Por Marcela Turati
La última vez que vi a don Nepomuceno Moreno Núñez fue en el autobús en el que regresaban las víctimas que acuerparon el Movimiento por la Paz con Justicia y Dignidad de regreso de la Caravana del Sur. El camión parecía una peña: las madres y padres huérfanos de hijos, todos tragados por la maquinaria de la violencia, penaban a una misma voz sus ausencias con canciones rancheras.
“Amor eterno, e inolvidable, tarde o temprano estaremos juntos para seguir… amándonos”, era la canción encarnada por todos.

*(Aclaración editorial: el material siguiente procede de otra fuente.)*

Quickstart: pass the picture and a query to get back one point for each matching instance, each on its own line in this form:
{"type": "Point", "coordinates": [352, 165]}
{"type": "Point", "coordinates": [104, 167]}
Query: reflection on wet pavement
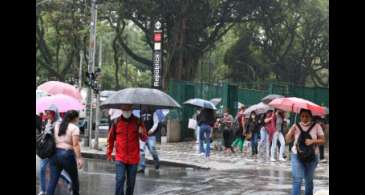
{"type": "Point", "coordinates": [98, 178]}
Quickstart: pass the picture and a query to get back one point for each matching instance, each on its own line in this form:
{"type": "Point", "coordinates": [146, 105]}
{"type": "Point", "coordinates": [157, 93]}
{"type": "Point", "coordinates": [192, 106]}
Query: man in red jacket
{"type": "Point", "coordinates": [126, 133]}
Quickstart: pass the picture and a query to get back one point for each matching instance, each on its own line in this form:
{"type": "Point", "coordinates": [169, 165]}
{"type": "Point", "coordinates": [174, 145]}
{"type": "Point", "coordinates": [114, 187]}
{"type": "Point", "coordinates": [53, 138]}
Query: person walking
{"type": "Point", "coordinates": [321, 122]}
{"type": "Point", "coordinates": [253, 126]}
{"type": "Point", "coordinates": [206, 121]}
{"type": "Point", "coordinates": [226, 124]}
{"type": "Point", "coordinates": [150, 120]}
{"type": "Point", "coordinates": [300, 169]}
{"type": "Point", "coordinates": [239, 134]}
{"type": "Point", "coordinates": [264, 144]}
{"type": "Point", "coordinates": [53, 118]}
{"type": "Point", "coordinates": [197, 126]}
{"type": "Point", "coordinates": [278, 135]}
{"type": "Point", "coordinates": [67, 155]}
{"type": "Point", "coordinates": [125, 133]}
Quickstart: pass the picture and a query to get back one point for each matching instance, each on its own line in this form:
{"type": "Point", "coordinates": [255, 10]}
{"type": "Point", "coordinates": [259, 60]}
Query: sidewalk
{"type": "Point", "coordinates": [184, 154]}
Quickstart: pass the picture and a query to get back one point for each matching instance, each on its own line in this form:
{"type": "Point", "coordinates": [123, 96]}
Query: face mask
{"type": "Point", "coordinates": [127, 114]}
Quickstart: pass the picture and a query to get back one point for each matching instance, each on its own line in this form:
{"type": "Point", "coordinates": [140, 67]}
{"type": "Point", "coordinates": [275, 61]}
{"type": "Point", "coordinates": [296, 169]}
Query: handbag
{"type": "Point", "coordinates": [192, 124]}
{"type": "Point", "coordinates": [45, 144]}
{"type": "Point", "coordinates": [248, 135]}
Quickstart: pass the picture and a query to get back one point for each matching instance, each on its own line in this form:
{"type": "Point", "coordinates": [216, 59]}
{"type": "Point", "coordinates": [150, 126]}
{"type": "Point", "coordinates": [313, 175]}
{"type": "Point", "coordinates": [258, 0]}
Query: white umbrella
{"type": "Point", "coordinates": [259, 108]}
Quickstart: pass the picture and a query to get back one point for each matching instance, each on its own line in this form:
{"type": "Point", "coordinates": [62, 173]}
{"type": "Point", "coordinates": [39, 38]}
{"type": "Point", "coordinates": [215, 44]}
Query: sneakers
{"type": "Point", "coordinates": [140, 171]}
{"type": "Point", "coordinates": [282, 159]}
{"type": "Point", "coordinates": [69, 187]}
{"type": "Point", "coordinates": [323, 160]}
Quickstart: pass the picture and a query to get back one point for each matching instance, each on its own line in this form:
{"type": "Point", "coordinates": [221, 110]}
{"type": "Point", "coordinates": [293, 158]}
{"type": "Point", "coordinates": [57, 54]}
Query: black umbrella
{"type": "Point", "coordinates": [216, 101]}
{"type": "Point", "coordinates": [270, 97]}
{"type": "Point", "coordinates": [140, 97]}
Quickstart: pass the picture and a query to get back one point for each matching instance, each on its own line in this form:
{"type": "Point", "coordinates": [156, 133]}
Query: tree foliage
{"type": "Point", "coordinates": [288, 39]}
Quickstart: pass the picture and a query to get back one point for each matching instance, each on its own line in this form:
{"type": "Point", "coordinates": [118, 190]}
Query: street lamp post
{"type": "Point", "coordinates": [91, 66]}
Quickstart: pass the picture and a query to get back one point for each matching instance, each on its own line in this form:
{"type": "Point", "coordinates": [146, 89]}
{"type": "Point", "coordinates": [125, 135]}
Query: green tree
{"type": "Point", "coordinates": [288, 39]}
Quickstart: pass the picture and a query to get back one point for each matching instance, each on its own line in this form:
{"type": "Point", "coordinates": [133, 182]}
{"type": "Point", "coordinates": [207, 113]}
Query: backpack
{"type": "Point", "coordinates": [114, 132]}
{"type": "Point", "coordinates": [45, 144]}
{"type": "Point", "coordinates": [305, 153]}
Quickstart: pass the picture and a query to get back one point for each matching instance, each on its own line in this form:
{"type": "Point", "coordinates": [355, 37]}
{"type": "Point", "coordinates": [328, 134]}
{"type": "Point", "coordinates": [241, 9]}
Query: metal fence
{"type": "Point", "coordinates": [232, 94]}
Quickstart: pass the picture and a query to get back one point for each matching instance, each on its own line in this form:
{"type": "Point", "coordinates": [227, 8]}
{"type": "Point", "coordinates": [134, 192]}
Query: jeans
{"type": "Point", "coordinates": [204, 135]}
{"type": "Point", "coordinates": [63, 160]}
{"type": "Point", "coordinates": [151, 145]}
{"type": "Point", "coordinates": [264, 142]}
{"type": "Point", "coordinates": [254, 142]}
{"type": "Point", "coordinates": [321, 151]}
{"type": "Point", "coordinates": [121, 170]}
{"type": "Point", "coordinates": [302, 170]}
{"type": "Point", "coordinates": [197, 135]}
{"type": "Point", "coordinates": [42, 175]}
{"type": "Point", "coordinates": [277, 135]}
{"type": "Point", "coordinates": [240, 142]}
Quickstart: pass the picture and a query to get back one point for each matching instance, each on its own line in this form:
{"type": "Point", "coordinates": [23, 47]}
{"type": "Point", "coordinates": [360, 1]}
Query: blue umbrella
{"type": "Point", "coordinates": [201, 103]}
{"type": "Point", "coordinates": [137, 113]}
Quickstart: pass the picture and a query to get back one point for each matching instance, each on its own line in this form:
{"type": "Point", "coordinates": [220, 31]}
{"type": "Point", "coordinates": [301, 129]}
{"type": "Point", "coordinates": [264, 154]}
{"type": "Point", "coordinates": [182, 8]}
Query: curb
{"type": "Point", "coordinates": [93, 155]}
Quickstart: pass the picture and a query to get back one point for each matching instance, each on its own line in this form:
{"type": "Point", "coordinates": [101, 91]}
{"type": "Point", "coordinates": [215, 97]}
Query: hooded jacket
{"type": "Point", "coordinates": [50, 126]}
{"type": "Point", "coordinates": [124, 134]}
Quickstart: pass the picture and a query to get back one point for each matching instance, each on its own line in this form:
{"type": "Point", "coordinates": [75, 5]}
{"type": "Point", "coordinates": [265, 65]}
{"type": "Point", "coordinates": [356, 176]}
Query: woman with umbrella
{"type": "Point", "coordinates": [302, 169]}
{"type": "Point", "coordinates": [227, 123]}
{"type": "Point", "coordinates": [206, 121]}
{"type": "Point", "coordinates": [253, 126]}
{"type": "Point", "coordinates": [239, 134]}
{"type": "Point", "coordinates": [278, 135]}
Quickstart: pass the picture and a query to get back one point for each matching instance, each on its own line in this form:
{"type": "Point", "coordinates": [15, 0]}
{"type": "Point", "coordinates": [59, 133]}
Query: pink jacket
{"type": "Point", "coordinates": [271, 125]}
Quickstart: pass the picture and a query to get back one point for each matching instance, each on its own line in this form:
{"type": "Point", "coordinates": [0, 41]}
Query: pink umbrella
{"type": "Point", "coordinates": [62, 102]}
{"type": "Point", "coordinates": [293, 104]}
{"type": "Point", "coordinates": [56, 87]}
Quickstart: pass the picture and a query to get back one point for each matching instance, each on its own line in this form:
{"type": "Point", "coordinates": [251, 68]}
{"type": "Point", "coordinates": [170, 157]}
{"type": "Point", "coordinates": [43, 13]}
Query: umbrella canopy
{"type": "Point", "coordinates": [140, 97]}
{"type": "Point", "coordinates": [216, 101]}
{"type": "Point", "coordinates": [267, 99]}
{"type": "Point", "coordinates": [64, 103]}
{"type": "Point", "coordinates": [293, 104]}
{"type": "Point", "coordinates": [107, 93]}
{"type": "Point", "coordinates": [201, 103]}
{"type": "Point", "coordinates": [259, 108]}
{"type": "Point", "coordinates": [56, 87]}
{"type": "Point", "coordinates": [239, 105]}
{"type": "Point", "coordinates": [40, 93]}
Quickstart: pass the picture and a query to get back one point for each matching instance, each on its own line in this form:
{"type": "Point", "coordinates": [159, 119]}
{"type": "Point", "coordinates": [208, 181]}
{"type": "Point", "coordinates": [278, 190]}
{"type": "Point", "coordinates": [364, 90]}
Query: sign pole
{"type": "Point", "coordinates": [157, 56]}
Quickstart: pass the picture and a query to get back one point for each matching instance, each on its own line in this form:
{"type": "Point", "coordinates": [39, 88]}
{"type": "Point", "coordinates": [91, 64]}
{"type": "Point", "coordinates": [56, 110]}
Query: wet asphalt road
{"type": "Point", "coordinates": [98, 178]}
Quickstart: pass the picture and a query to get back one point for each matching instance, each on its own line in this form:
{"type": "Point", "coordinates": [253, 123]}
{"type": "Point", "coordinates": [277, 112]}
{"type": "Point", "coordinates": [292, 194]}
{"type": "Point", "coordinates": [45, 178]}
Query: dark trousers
{"type": "Point", "coordinates": [321, 152]}
{"type": "Point", "coordinates": [63, 160]}
{"type": "Point", "coordinates": [123, 169]}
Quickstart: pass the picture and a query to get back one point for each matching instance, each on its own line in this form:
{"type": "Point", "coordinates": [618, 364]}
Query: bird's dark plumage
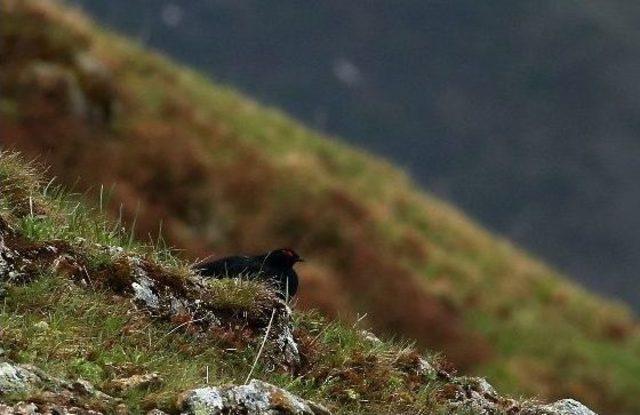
{"type": "Point", "coordinates": [275, 267]}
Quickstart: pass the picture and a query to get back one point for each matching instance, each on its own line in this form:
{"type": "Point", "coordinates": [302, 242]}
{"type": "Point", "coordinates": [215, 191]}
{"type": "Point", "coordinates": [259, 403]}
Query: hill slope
{"type": "Point", "coordinates": [520, 112]}
{"type": "Point", "coordinates": [223, 174]}
{"type": "Point", "coordinates": [81, 301]}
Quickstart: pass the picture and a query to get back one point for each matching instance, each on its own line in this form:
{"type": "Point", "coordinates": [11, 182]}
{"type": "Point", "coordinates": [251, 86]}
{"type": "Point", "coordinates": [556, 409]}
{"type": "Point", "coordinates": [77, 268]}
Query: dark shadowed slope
{"type": "Point", "coordinates": [523, 113]}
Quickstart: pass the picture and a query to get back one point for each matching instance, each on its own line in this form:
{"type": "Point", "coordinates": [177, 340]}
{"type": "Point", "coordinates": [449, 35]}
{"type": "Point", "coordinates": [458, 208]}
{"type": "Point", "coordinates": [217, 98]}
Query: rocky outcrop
{"type": "Point", "coordinates": [53, 394]}
{"type": "Point", "coordinates": [255, 398]}
{"type": "Point", "coordinates": [158, 291]}
{"type": "Point", "coordinates": [562, 407]}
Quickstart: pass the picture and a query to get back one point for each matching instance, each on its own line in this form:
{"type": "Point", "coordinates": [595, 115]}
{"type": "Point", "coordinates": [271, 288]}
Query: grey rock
{"type": "Point", "coordinates": [255, 398]}
{"type": "Point", "coordinates": [16, 379]}
{"type": "Point", "coordinates": [564, 407]}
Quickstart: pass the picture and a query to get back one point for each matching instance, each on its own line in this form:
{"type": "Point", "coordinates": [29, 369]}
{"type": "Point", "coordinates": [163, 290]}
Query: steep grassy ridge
{"type": "Point", "coordinates": [223, 174]}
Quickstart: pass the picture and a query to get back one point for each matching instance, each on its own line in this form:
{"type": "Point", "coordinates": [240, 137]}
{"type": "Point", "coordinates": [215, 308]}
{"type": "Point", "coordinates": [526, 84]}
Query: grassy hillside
{"type": "Point", "coordinates": [222, 174]}
{"type": "Point", "coordinates": [70, 311]}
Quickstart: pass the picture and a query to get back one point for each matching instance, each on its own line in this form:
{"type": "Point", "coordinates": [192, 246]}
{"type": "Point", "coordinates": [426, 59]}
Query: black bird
{"type": "Point", "coordinates": [275, 267]}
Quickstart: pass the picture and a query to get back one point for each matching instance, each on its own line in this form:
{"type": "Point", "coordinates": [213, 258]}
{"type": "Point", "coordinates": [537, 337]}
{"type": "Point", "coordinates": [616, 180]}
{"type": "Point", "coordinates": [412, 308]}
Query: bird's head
{"type": "Point", "coordinates": [283, 258]}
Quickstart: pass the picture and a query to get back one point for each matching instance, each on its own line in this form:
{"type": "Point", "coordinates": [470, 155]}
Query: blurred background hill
{"type": "Point", "coordinates": [524, 114]}
{"type": "Point", "coordinates": [170, 152]}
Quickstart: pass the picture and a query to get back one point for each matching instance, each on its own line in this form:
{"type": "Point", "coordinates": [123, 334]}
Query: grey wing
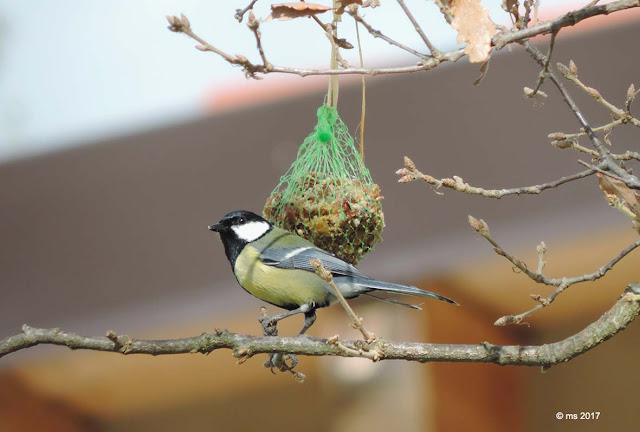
{"type": "Point", "coordinates": [299, 257]}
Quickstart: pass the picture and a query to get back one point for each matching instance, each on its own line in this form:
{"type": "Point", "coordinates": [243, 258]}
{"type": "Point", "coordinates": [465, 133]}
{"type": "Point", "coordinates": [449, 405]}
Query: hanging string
{"type": "Point", "coordinates": [364, 93]}
{"type": "Point", "coordinates": [333, 79]}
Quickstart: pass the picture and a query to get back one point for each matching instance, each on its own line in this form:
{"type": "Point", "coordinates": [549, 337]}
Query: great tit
{"type": "Point", "coordinates": [273, 265]}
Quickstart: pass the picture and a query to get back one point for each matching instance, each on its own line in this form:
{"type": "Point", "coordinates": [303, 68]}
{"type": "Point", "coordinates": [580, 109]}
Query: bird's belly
{"type": "Point", "coordinates": [285, 288]}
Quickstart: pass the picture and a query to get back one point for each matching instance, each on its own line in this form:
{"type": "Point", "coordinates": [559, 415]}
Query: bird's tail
{"type": "Point", "coordinates": [401, 289]}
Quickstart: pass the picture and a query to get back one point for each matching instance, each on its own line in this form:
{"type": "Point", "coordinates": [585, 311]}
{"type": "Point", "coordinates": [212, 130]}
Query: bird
{"type": "Point", "coordinates": [273, 265]}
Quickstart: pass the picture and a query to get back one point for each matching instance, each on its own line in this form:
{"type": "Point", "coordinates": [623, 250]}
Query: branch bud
{"type": "Point", "coordinates": [565, 71]}
{"type": "Point", "coordinates": [409, 164]}
{"type": "Point", "coordinates": [185, 22]}
{"type": "Point", "coordinates": [631, 93]}
{"type": "Point", "coordinates": [479, 226]}
{"type": "Point", "coordinates": [594, 93]}
{"type": "Point", "coordinates": [174, 24]}
{"type": "Point", "coordinates": [557, 136]}
{"type": "Point", "coordinates": [253, 23]}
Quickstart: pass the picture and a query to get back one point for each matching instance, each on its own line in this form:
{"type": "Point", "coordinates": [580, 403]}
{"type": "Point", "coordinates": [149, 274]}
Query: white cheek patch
{"type": "Point", "coordinates": [251, 231]}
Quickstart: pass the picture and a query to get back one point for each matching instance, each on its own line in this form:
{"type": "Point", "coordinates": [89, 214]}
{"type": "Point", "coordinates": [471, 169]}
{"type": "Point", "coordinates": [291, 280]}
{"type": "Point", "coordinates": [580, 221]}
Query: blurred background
{"type": "Point", "coordinates": [120, 143]}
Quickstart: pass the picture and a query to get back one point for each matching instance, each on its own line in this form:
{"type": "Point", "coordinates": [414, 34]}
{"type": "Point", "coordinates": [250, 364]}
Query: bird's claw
{"type": "Point", "coordinates": [279, 361]}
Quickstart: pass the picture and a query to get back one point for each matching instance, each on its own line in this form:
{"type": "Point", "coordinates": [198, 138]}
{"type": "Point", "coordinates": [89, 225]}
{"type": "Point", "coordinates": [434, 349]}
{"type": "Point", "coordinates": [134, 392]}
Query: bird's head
{"type": "Point", "coordinates": [241, 225]}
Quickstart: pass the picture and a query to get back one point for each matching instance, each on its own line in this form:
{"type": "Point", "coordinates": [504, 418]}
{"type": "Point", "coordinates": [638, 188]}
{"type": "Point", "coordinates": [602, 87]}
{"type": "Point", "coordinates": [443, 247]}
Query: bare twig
{"type": "Point", "coordinates": [434, 51]}
{"type": "Point", "coordinates": [545, 70]}
{"type": "Point", "coordinates": [504, 38]}
{"type": "Point", "coordinates": [618, 113]}
{"type": "Point", "coordinates": [601, 171]}
{"type": "Point", "coordinates": [561, 284]}
{"type": "Point", "coordinates": [378, 34]}
{"type": "Point", "coordinates": [499, 40]}
{"type": "Point", "coordinates": [623, 312]}
{"type": "Point", "coordinates": [240, 12]}
{"type": "Point", "coordinates": [569, 141]}
{"type": "Point", "coordinates": [356, 321]}
{"type": "Point", "coordinates": [629, 179]}
{"type": "Point", "coordinates": [411, 173]}
{"type": "Point", "coordinates": [254, 26]}
{"type": "Point", "coordinates": [541, 249]}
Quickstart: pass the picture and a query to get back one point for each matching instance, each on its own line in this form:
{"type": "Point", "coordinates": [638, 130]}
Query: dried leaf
{"type": "Point", "coordinates": [483, 71]}
{"type": "Point", "coordinates": [287, 11]}
{"type": "Point", "coordinates": [617, 191]}
{"type": "Point", "coordinates": [474, 27]}
{"type": "Point", "coordinates": [345, 3]}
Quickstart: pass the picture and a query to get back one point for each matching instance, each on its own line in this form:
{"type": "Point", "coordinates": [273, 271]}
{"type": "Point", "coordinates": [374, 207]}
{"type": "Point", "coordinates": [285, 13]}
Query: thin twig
{"type": "Point", "coordinates": [616, 319]}
{"type": "Point", "coordinates": [561, 284]}
{"type": "Point", "coordinates": [629, 179]}
{"type": "Point", "coordinates": [411, 173]}
{"type": "Point", "coordinates": [545, 70]}
{"type": "Point", "coordinates": [618, 113]}
{"type": "Point", "coordinates": [499, 40]}
{"type": "Point", "coordinates": [378, 34]}
{"type": "Point", "coordinates": [569, 19]}
{"type": "Point", "coordinates": [434, 51]}
{"type": "Point", "coordinates": [240, 12]}
{"type": "Point", "coordinates": [254, 26]}
{"type": "Point", "coordinates": [325, 275]}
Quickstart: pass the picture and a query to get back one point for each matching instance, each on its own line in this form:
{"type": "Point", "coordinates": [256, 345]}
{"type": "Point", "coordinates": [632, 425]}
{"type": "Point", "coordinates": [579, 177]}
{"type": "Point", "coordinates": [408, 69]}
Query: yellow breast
{"type": "Point", "coordinates": [285, 288]}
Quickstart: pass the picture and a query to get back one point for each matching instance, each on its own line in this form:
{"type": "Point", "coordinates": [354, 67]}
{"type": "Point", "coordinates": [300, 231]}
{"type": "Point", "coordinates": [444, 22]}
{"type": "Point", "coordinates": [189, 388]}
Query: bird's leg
{"type": "Point", "coordinates": [269, 328]}
{"type": "Point", "coordinates": [309, 319]}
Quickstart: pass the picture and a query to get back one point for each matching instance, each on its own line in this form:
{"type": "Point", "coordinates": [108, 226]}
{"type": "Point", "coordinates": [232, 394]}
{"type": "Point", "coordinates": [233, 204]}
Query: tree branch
{"type": "Point", "coordinates": [623, 312]}
{"type": "Point", "coordinates": [610, 163]}
{"type": "Point", "coordinates": [410, 173]}
{"type": "Point", "coordinates": [499, 40]}
{"type": "Point", "coordinates": [434, 51]}
{"type": "Point", "coordinates": [504, 38]}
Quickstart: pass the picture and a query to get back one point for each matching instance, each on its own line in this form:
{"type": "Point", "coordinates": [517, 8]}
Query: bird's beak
{"type": "Point", "coordinates": [216, 227]}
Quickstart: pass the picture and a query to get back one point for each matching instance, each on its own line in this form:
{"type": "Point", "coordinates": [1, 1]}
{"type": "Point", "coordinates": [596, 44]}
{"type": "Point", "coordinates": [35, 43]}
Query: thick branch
{"type": "Point", "coordinates": [623, 312]}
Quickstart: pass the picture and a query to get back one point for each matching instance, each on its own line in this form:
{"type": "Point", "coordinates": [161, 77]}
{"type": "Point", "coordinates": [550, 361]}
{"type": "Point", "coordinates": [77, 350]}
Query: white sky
{"type": "Point", "coordinates": [74, 70]}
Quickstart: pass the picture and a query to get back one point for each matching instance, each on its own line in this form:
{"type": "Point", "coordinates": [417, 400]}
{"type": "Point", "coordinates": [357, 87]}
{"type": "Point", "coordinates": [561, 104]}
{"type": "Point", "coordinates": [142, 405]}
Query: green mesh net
{"type": "Point", "coordinates": [328, 196]}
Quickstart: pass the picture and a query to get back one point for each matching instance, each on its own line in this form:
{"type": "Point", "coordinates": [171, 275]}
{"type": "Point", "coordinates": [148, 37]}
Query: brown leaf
{"type": "Point", "coordinates": [345, 3]}
{"type": "Point", "coordinates": [615, 190]}
{"type": "Point", "coordinates": [287, 11]}
{"type": "Point", "coordinates": [474, 27]}
{"type": "Point", "coordinates": [483, 71]}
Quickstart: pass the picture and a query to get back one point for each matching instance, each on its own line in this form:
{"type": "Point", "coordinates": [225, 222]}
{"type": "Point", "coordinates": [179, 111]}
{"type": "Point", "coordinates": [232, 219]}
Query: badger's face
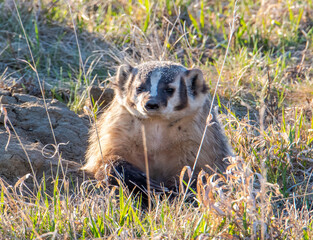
{"type": "Point", "coordinates": [160, 89]}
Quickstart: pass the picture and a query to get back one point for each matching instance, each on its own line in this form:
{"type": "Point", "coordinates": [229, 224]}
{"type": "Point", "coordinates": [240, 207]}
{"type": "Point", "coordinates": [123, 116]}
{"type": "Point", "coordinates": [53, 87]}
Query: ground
{"type": "Point", "coordinates": [264, 97]}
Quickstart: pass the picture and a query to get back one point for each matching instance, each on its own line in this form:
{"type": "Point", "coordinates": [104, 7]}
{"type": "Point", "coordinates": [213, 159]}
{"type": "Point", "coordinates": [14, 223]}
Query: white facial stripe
{"type": "Point", "coordinates": [154, 79]}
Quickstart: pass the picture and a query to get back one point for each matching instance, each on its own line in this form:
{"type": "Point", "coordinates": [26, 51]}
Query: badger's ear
{"type": "Point", "coordinates": [122, 76]}
{"type": "Point", "coordinates": [195, 82]}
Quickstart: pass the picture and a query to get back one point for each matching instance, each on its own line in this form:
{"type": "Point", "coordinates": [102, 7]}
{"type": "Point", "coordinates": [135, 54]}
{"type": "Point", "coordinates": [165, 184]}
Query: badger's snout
{"type": "Point", "coordinates": [152, 104]}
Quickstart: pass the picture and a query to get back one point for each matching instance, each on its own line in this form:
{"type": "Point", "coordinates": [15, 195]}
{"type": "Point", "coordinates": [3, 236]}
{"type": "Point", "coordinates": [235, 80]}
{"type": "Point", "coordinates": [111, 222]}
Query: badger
{"type": "Point", "coordinates": [171, 103]}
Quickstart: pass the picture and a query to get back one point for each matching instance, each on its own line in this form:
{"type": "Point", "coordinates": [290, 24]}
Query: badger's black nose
{"type": "Point", "coordinates": [152, 105]}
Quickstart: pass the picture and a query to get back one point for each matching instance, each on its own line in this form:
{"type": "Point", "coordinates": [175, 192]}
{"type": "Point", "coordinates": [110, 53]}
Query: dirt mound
{"type": "Point", "coordinates": [32, 144]}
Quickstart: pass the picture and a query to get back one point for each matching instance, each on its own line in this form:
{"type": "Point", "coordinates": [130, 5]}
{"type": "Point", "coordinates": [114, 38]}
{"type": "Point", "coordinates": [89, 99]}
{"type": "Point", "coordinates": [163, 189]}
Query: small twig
{"type": "Point", "coordinates": [212, 102]}
{"type": "Point", "coordinates": [144, 140]}
{"type": "Point", "coordinates": [33, 66]}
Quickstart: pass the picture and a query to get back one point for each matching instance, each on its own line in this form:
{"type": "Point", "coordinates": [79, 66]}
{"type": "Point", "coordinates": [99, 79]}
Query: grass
{"type": "Point", "coordinates": [265, 99]}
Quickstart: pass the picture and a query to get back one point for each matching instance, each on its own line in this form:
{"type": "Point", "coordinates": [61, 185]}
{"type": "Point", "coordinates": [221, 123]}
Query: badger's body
{"type": "Point", "coordinates": [172, 104]}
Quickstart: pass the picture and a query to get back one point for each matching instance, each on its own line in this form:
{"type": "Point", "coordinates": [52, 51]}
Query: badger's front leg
{"type": "Point", "coordinates": [118, 168]}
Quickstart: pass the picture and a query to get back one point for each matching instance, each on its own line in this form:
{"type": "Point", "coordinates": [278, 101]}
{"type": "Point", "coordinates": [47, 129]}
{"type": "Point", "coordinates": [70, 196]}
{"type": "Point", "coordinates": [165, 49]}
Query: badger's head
{"type": "Point", "coordinates": [160, 89]}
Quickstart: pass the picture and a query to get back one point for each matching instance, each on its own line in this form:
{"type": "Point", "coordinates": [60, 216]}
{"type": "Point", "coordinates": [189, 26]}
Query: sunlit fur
{"type": "Point", "coordinates": [173, 136]}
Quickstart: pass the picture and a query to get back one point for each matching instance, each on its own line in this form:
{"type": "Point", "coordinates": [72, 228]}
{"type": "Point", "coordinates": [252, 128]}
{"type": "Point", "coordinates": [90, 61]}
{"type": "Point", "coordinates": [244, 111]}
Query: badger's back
{"type": "Point", "coordinates": [173, 131]}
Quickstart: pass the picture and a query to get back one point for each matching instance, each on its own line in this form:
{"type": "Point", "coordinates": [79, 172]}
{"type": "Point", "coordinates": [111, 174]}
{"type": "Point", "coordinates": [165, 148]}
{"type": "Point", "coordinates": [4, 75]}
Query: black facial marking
{"type": "Point", "coordinates": [182, 96]}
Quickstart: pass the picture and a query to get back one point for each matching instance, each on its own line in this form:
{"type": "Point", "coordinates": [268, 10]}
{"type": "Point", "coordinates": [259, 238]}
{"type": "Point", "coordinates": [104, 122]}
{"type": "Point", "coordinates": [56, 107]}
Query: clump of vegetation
{"type": "Point", "coordinates": [265, 98]}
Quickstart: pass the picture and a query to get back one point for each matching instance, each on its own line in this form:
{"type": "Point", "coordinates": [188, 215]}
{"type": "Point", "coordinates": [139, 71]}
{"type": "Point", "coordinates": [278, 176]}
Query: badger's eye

Al fondo del autobús, en el último asiento, un equipo de periodistas escuchábamos a Don Nepo relatar su historia de padre amoroso que busca a Jorge Mario, el hijo de 18 años, desaparecido junto a tres amigos, que investiga y descubre que unos policías lo capturaron, que reclama a las autoridades pero nunca lo escuchan, y que con los bolsillos vacíos decide convertirse en nómada que recorre el país pidiendo ayuda.
Aquella fue la única vez que vi llorar a ese sonorense bonachón, de sonrisa permanente enmarcada por el bigote cano, de golpeado hablar norteño, con los surcos de la vida trazados en el rostro. Ni en ese momento soltó ese cartel azul con la foto de los cuatro jóvenes capturados, que parecía llevaba incorporado al cuerpo, y levantaba, como si fuera un estandarte, en cada plaza visitada.
“Dios no quiera, pero me van a matar muy pronto. Yo asumo mi responsabilidad. Páseme lo que me pase esto no es vida: te levantas y piensas a tu hijo, todo el día no lo puedes dejar de pensar, lo llevo a misa, platico con él, lo oigo riendo, me traje conmigo su camiseta del béisbol”, dijo esa tarde con la garganta hecha nudo, el hombresote quebrado en llanto. Después relató cómo habían tratado de eliminarlo en Sonora en un primer atentado fallido, a su regreso de la primera Caravana. Sabía que su suerte estaba echada.
La cámara de video captaba su testimonio de amor: “Investigué la última llamada que salió del celular de mi hijo, estuve a pie recorriendo caminos, canales en el Valle del Yaqui buscando evidencias, ya me quité el miedo”.
La cinta se convertía en evidencia de la impunidad que esta semana se materializa: el lunes al medio día, cinco balazos silenciaron a don Nepo en el centro de Hermosillo, una más de las tierras sin ley que alberga este país.
En la red circulan videos donde consta su transformación de padre en activista.
En uno de los últimos, grabado hace mes y medio, se le ve en el Castillo de Chapultepec entregando el expediente judicial con el caso de su hijo a Felipe Calderón y éste, tomándolo del brazo, prometió revisar su asunto. Ahora sabemos, el presidente pecó de omisión.
Moreno se suma a la cuenta de los 50 mil asesinados del sexenio que él denunciaba. Engrosa también una de las listas más dolorosas y abominables fabricadas en esta maquiladora de muertos: la de padres, madres, hermanos e hijos asesinados por implorar que alguien investigue el destino final de sus seres más queridos, sangre de su sangre.
Don Nepo estaba consciente de que buscar justicia para su Jorge Mario, en este país de impunidad, lo convertía en sentenciado a muerte. Parecía que no le importaba, pero los ojos se le encharcaban y la garganta se le cerraba en un nudo cuando preludiaba su muerte.
El era de ese nuevo tipo de padres suicidas que engendra el sexenio, que se dicen a sí mismos “muertos en vida”. Esos que acuden a redacciones como la de Proceso a denunciar la tragedia que han vivido, el asesinato, la desaparición, la tortura, el secuestro, el encarcelamiento injusto de uno o varios familiares, el dolor que llevan en el alma.
Aquellos que llegan con la rabia trabada en el cuerpo tras el humillante peregrinaje entre procuradurías de justicia, despachos de diputados, o del presidente, alcaldes o gobernadores, donde sólo juegan con ellos ping-pong hasta quebrarles los ánimos.
Aquellos suicidas por tener demasiado amor que piden llorando del miedo a perder la vida, pero con la convicción arraigada: “Publique mi historia”.
“Pero pueden matarlo a usted y a su familia”, escuchan por respuesta; perplejos los periodistas.
“Publíquela, ya nada importa, ya estamos muertos”.
Todos ellos y ellas aprendieron pronto que en este país nadie los va a proteger. Que están huérfanos de autoridades. Que tienen que inmolarse para ser escuchados.